As promised, I am back with part II in a series of articles about negotiating in the workplace.
My friend Keith, who has been an independent contractor for more then ten years, gave me some absolutely fantastic advice for how to evaluate a work opportunity before making a decision. He and some of his friends and colleagues, who all share information and experiences, have dubbed this critera 'the four-legged stool.' This four-legged stool way to evaluate opportunities was designed primarily by and for independent consultants or temp agency workers. However, it can help clarify the issues with almost any job opportunity.
The four-legged stool examines four key facets when deciding on an opportunity.
1) Location of the opportunity (e.g. in town, in a fun part of the country, part of the city that is close to home)
2) Experience gained from the opportunity. Keith added to me in a follow-up email:
"I asked some work buddies for any words of wisdom while we walked after lunch today. The one point stressed by all was being willing to take something for lower pay, or below your experience level, if the opportunity has advancement potential. That is, it is better to come in and shine in a job you can do in your sleep, if that sets you up to impress the right people. I know there can be arguments both ways in this topic. But, since this group today included hiring managers, I thought I would pass it along."
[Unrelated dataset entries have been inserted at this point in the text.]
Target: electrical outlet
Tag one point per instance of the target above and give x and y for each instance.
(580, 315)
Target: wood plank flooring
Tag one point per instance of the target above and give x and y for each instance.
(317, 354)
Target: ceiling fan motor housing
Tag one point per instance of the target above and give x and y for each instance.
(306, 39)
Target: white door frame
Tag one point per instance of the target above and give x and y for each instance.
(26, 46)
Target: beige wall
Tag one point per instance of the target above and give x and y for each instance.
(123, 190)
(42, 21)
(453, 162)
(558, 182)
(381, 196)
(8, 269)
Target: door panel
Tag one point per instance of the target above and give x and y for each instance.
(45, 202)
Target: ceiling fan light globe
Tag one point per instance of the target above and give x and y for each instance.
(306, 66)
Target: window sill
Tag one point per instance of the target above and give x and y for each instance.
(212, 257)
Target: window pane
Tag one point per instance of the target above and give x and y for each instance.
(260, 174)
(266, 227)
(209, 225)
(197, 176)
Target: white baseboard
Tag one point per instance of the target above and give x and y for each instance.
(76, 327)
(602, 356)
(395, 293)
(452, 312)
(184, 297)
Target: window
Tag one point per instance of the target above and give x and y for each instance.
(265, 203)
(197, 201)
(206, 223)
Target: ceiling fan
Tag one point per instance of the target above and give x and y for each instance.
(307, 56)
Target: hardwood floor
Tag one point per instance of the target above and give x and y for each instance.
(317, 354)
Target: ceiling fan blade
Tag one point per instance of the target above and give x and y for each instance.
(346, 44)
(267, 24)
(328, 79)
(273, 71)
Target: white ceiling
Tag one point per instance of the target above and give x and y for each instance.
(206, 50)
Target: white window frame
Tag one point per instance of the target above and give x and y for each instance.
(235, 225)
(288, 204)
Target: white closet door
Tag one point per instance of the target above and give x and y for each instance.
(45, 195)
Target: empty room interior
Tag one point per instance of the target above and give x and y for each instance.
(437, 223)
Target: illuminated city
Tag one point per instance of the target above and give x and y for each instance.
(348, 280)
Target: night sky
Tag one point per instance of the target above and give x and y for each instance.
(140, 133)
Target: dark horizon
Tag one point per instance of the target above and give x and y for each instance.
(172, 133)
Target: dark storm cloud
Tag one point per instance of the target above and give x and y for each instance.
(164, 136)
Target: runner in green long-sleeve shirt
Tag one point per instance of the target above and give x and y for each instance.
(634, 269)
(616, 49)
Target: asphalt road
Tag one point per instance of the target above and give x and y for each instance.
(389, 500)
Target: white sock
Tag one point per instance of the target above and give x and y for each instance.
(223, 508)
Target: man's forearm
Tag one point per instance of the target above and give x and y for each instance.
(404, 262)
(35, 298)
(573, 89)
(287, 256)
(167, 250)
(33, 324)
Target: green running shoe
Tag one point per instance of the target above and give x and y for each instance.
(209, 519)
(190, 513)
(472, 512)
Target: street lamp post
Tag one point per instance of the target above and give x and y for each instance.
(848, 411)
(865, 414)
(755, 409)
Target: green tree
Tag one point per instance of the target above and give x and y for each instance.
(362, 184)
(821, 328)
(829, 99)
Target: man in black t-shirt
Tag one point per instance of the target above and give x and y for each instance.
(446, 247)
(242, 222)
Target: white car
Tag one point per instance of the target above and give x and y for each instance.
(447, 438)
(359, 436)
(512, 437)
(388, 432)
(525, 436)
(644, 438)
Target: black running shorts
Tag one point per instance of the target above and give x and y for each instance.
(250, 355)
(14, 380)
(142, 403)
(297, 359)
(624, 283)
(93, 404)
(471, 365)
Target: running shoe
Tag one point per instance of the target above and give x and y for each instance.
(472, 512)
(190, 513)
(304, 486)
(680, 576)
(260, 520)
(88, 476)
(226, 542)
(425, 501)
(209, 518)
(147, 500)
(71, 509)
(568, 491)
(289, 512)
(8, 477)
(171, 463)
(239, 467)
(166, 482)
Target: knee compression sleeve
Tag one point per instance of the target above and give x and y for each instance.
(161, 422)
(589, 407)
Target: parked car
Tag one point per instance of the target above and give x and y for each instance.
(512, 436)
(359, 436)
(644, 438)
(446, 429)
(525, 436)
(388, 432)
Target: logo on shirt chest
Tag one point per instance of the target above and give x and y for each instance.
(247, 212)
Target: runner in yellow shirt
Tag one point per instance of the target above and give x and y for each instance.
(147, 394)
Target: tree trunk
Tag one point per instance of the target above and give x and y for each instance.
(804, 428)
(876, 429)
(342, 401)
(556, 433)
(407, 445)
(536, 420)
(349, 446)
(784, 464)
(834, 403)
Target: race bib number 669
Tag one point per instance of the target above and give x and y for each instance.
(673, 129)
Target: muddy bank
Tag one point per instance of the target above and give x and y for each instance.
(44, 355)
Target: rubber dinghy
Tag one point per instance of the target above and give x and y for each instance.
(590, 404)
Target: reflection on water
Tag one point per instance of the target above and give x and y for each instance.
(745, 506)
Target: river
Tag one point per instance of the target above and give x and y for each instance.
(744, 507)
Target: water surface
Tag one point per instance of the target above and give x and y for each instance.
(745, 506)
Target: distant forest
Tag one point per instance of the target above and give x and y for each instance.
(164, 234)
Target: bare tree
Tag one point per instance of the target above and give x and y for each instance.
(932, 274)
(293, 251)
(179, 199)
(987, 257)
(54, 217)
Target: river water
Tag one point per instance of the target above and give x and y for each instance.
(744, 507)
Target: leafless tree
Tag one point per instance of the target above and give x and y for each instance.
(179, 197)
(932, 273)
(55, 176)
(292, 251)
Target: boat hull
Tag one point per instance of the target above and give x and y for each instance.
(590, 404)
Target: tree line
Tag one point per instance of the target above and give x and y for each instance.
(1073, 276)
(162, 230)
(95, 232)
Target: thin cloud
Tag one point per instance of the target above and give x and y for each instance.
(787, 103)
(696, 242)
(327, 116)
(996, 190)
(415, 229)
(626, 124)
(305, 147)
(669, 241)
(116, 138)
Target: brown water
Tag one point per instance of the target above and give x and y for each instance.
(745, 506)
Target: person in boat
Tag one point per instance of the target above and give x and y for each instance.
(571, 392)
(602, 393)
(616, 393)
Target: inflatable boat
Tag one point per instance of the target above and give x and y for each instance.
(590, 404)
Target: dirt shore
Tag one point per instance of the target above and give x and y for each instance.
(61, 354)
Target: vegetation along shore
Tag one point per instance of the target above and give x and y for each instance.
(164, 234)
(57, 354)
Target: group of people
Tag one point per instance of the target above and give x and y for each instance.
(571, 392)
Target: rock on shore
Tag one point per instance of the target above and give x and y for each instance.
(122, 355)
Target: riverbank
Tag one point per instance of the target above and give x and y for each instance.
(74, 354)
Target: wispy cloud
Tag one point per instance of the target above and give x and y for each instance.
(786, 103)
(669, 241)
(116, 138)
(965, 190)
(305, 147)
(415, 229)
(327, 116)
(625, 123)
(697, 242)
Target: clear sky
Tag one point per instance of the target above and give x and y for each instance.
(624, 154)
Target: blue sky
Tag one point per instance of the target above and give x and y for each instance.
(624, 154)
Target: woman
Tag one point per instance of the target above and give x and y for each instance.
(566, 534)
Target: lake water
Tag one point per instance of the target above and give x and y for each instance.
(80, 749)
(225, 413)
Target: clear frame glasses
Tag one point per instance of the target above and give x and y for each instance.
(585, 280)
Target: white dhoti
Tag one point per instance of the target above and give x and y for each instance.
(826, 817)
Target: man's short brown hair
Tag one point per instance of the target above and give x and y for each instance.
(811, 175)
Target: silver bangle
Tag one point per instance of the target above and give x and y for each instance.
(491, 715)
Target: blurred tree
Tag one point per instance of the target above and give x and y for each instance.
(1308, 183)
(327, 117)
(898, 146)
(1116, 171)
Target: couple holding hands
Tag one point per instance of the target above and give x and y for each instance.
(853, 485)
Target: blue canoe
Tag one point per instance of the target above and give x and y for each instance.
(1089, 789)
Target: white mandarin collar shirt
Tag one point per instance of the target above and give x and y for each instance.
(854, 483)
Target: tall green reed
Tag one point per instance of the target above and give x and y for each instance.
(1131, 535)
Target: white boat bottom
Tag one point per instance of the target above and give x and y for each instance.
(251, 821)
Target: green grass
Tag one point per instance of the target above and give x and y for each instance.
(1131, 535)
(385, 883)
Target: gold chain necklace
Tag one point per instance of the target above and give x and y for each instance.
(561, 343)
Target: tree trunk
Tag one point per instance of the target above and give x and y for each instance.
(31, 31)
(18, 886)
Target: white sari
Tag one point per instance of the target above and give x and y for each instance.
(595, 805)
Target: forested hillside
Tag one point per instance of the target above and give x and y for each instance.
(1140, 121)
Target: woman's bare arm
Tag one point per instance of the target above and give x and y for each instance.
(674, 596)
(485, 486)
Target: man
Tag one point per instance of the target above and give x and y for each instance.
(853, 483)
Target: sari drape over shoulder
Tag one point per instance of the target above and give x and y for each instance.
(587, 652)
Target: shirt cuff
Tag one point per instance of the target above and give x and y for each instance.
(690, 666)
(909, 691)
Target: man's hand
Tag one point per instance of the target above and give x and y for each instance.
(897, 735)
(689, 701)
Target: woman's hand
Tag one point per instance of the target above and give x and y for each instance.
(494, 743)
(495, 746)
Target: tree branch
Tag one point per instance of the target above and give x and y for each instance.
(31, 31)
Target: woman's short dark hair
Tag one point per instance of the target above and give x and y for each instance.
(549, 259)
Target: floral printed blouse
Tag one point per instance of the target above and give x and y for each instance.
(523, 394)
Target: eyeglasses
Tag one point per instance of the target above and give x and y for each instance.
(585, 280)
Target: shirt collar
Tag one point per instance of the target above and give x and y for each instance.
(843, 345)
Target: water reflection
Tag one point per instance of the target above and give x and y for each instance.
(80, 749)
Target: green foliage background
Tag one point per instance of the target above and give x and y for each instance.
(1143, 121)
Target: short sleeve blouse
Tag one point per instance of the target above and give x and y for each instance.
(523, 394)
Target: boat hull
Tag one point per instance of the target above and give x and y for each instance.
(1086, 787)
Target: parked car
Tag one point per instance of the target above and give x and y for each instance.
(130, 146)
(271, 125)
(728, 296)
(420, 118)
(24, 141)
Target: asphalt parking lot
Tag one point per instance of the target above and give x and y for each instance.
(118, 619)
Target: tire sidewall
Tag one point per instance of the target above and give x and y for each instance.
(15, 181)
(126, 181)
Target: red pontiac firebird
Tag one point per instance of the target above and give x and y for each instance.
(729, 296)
3) Pay amount (independent consultants include in this: pay rate, payment terms and W2 versus 1099)
The idea of looking at this as a stool is that all four of these need to be in balance. It isn’t a stable situation if, say, the location is across the street from your house, but the pay sucks and you hate the people.
It also wouldn’t work well if it is good pay, good experience, but makes you travel away from family too frequently and the work environment is tense.
This model can also help you concentrate on what part of a contract you need to negotiate. If, for example, travel is the key factor, it can clarify that you will try to negotiate shorter work weeks or more telecommuting (or a higher salary).
Finally, Keith adds the length of a contract or project as a fifth leg. "We can end up with contracts that are anywhere from two weeks to three years or more," he wrote to me in his email. If you are self-employed (or are looking for a position) and are offered a contract that provides you with steady income for three years or more, you might ask for more telecommuting to avoid travel; but this type of contract ultimately saves you a lot of time networking and trying to drum up more clients. In the meantime, however, you might feel that you are losing an edge in the field by NOT having to do that networking. It's always a balance.